Demissões tardias não encerram perversão do 'camburão de gás'
Com mais de um ano de atraso, foram colocados no olho da rua os três agentes da Polícia Rodoviária Federal que mataram Genivaldo de Jesus Santos em maio do ano passado. Coube ao ministro Flávio Dino (Justiça) anunciar a demissão dos policiais que enfiaram o jovem negro numa câmara de gás improvisada na traseira de um camburão, nos fundões de Sergipe. A providência marca uma reconciliação tardia do Estado com o bom senso. Mas está longe, muito longe de encerrar o caso.
Além das demissões o episódio exige indenização à família do morto e sentenças condenatórias contra os policiais rodoviários Paulo Rodolpho Lima Nascimento, William de Barros Noia e Kleber Nascimento Freitas. Os três mataram Genivaldo ao abordá-lo numa blitz por conduzir uma moto sem capacete. Observados por uma multidão e pelas câmeras dos celulares que gravaram as cenas, os agentes renderam o infrator, meteram-no num camburão sob xingamentos e jogaram sobre ele uma bomba de gás lacrimogênio. Na fase letal, a tortura que levou à asfixia durou 11 minutos e 27 segundos.

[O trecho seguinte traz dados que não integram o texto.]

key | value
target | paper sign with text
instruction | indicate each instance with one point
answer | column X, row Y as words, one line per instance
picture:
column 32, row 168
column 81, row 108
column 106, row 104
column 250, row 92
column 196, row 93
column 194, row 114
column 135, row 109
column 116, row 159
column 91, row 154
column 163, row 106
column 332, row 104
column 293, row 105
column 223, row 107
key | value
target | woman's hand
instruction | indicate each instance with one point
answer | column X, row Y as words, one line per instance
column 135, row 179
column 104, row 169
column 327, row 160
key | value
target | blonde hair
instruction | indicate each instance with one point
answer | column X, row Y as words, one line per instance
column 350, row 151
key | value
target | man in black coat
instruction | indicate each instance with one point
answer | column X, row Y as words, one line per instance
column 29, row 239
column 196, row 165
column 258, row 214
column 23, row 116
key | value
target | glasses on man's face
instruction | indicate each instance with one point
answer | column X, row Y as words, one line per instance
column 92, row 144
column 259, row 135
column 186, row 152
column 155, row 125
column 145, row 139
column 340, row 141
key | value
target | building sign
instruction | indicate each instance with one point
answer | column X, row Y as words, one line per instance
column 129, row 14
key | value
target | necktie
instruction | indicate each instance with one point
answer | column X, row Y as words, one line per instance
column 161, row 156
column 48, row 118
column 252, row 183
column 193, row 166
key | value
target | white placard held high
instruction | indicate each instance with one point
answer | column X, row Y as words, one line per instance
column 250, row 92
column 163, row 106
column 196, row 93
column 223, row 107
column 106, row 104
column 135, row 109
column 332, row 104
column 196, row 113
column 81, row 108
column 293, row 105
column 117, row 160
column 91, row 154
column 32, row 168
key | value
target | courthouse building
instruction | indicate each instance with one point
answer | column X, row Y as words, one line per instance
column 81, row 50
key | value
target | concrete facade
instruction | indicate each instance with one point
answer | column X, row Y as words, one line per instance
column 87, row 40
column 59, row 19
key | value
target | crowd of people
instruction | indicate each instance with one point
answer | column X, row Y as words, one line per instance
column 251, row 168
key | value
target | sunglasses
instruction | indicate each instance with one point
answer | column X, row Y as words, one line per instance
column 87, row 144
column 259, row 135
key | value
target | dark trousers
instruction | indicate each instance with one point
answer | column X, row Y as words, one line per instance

Em 6 de janeiro, dias depois de assumir a pasta da Justiça, Flávio Dino disse ter determinado que a família de Genivaldo fosse indenizada. Reconheceu a responsabilidade do Estado pela morte. Decorridos oito meses, a reparação financeira ainda não foi paga. A Advocacia-Geral da República regateou valores. No final de março, questionou a legitimidade da união do morto com a viúva.
A AGU deu de ombros para um entendimento firmado entre a companheira e a mãe de Genivaldo para dividir solidariamente a indenização. Há três dias, a Justiça Federal de Sergipe reconheceu Maria Fabiana dos Santos como viúva de Genivaldo. E nada de indenização. É como se o Estado desejasse estender a tortura aos familiares do morto.
No início de abril, o Ministério Público Federal pediu à Justiça que condene a União a pagar R$ 128 milhões em indenizações pela execução de Genivaldo. Nada a ver com a família. O dinheiro seria destinado a um fundo de políticas sociais antirracistas a título de reparação do "dano moral coletivo" imposto à população negra e do "dano social" infligido a toda sociedade brasileira.
Em janeiro, na mesma época em que Flávio Dino disse que o Estado indenizaria a família de Genivaldo, o juiz Rafael Soares Souza, da 7ª Vara Federal em Sergipe, determinou que os três policiais encrencados no crime fossem julgados por um júri popular. Responderão pelos crimes de tortura e homicídio triplamente qualificado. Não há data para o julgamento.
Considerando-se a qualidade das provas e a lentidão da Justiça, a União deveria ajuizar imediatamente uma ação civil para exigir dos futuros condenados o ressarcimento pelas indenizações que ainda não pagou.
Com toda a demora as demissões e as consequências ainda emperradas na burocracia representam um notável avanço civilizatório se comparadas ao comportamento adotado por Bolsonaro. Instado a comentar o assassinato do motoqueiro, o capitão insinuou, após participar de motociata na qual desfilou impunemente sem capacete pelas ruas de Foz do Iguaçu, que os policiais não tiveram a intenção de cometer o crime.
"Eles queriam matar?", perguntou Bolsonaro. "Eu acho que não queriam matar. Eles queriam imobilizar o cara." Defendeu uma "justiça sem exageros", pois a mídia, quando pressiona, sempre escolhe "o lado da bandidagem".
Hoje, Bolsonaro responde por crimes variados —de incitação do golpe ao roubo de joias. O pior excesso que a Justiça poderia cometer com Bolsonaro seria o excesso de moderação.